I mean if there's some declarative way to prevent an object from changing any of it's members.
In the following example
class student(var name:String)
val s = new student("John")
"s" has been declared as a val, so it will always point to the same student.
But is there some way to prevent s.name from being changed by just declaring it like immutable???
Or the only solution is to declare everything as val, and manually force immutability?
No, it's not possible to declare something immutable. You have to enforce immutability yourself, by not allowing anyone to change it, that is remove all ways of modifying the class.
Someone can still modify it using reflection, but that's another story.
Scala doesn't enforce that, so there is no way to know. There is, however, an interesting compiler-plugin project named pusca (I guess it stands for Pure-Scala). Pure is defined there as not mutating a non-local variable and being side-effect free (e.g. not printing to the console)—so that calling a pure method repeatedly will always yield the same result (what is called referentially transparent).
I haven't tried out that plug-in myself, so I can't say if it's any stable or usable already.
There is no way that Scala could do this generally.
Consider the following hypothetical example:
class Student(var name : String, var course : Course)
def stuff(course : Course) {
magically_pure_val s = new Student("Fredzilla", course)
someFunctionOfStudent(s)
genericHigherOrderFunction(s, someFunctionOfStudent)
course.someMethod()
}
The pitfalls for any attempt to actually implement that magically_pure_val keyword are:
someFunctionOfStudent takes an arbitrary student, and isn't implemented in this compilation unit. It was written/compiled knowing that Student consists of two mutable fields. How do we know it doesn't actually mutate them?
genericHigherOrderFunction is even worse; it's going to take our Student and a function of Student, but it's written polymorphically. Whether or not it actually mutates s depends on what its other arguments are; determining that at compile time with full generality requires solving the Halting Problem.
Let's assume we could get around that (maybe we could set some secret flags that mean exceptions get raised if the s object is actually mutated, though personally I wouldn't find that good enough). What about that course field? Does course.someMethod() mutate it? That method call isn't invoked from s directly.
Worse than that, we only know that we'll have passed in an instance of Course or some subclass of Course. So even if we are able to analyze a particular implementation of Course and Course.someMethod and conclude that this is safe, someone can always add a new subclass of Course whose implementation of someMethod mutates the Course.

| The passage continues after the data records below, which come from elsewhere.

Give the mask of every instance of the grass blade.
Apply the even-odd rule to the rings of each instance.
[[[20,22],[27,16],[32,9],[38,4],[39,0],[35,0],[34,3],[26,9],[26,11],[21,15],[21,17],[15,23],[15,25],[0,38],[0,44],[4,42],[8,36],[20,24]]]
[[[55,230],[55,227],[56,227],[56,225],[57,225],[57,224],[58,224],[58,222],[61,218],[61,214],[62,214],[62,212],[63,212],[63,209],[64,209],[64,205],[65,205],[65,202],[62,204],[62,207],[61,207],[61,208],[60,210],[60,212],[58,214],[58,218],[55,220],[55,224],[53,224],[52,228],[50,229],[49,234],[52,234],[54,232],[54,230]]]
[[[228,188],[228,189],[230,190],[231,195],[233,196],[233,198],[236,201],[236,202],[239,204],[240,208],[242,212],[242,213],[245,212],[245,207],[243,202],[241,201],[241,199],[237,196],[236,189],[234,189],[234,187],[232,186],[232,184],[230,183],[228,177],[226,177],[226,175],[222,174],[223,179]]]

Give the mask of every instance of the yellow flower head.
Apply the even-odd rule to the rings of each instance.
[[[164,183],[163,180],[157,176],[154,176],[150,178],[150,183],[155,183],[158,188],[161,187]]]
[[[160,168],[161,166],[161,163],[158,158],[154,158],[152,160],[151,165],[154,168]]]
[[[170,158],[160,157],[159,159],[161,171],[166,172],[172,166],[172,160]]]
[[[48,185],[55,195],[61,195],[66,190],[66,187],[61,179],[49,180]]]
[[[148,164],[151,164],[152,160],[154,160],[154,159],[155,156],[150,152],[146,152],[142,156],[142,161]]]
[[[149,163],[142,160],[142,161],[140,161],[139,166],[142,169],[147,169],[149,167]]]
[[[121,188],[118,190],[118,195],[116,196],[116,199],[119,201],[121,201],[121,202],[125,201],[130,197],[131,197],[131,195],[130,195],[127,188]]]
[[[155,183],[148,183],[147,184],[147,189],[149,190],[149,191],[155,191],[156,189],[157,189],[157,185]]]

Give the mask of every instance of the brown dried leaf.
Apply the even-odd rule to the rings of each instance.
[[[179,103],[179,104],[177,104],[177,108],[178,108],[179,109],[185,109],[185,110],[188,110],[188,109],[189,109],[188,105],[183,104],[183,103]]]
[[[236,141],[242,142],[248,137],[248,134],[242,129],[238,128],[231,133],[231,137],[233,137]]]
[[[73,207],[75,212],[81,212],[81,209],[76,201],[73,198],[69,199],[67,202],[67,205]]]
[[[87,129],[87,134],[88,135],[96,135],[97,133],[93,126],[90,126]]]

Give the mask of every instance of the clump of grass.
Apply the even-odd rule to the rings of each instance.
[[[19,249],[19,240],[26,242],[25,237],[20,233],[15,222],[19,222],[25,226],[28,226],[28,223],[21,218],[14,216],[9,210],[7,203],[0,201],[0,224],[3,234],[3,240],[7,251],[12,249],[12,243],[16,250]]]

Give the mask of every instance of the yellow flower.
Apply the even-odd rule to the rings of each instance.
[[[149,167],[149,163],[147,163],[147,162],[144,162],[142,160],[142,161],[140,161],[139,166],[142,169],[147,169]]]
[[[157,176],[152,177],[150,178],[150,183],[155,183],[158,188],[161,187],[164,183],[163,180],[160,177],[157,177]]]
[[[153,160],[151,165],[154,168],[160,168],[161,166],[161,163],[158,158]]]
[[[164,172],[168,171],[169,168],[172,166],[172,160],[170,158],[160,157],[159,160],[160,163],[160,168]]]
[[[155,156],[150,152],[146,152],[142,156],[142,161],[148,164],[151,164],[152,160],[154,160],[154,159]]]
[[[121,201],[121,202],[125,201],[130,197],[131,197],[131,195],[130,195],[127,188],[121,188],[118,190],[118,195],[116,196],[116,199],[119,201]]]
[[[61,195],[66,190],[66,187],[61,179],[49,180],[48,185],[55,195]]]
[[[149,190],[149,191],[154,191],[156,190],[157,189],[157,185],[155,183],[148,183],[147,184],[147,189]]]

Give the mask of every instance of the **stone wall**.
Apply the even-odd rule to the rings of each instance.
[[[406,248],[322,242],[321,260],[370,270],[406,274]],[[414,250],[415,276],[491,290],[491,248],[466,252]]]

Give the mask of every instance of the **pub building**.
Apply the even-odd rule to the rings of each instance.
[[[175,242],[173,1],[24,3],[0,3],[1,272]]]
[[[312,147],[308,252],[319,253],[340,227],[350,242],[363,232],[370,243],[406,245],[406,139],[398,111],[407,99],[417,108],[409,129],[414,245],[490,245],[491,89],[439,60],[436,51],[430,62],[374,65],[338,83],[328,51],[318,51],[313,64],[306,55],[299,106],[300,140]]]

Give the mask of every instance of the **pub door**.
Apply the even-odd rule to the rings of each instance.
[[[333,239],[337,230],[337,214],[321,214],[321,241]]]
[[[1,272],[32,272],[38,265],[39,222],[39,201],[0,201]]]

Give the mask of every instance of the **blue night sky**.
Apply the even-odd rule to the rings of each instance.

There's simply no way for the compiler to check that a given object cannot be mutated. The pusca plugin mentioned by 0__ appears to detect purity the same way Mercury does; by ensuring that every method is known from its signature to be either pure or impure, and by raising a compiler error if the implementation of anything declared to be pure does anything that could cause impurity (unless the programmer promises that the method is pure anyway).[1]
This is quite a different from simply declaring a value to be completely (and deeply) immutable and expecting the compiler to notice if any of the code that could touch it could mutate it. It's also not a perfect inference, just a conservative one
[1]The pusca README claims that it can infer impurity of methods whose last expression is a call to an impure method. I'm not quite sure how it can do this, as checking if that last expression is an impure call requires checking if it's calling a not-declared-impure method that should be declared impure by this rule, and the implementation might not be available to the compiler at that point (and indeed could be changed later even if it is). But all I've done is look at the README and think about it for a few minutes, so I might be missing something.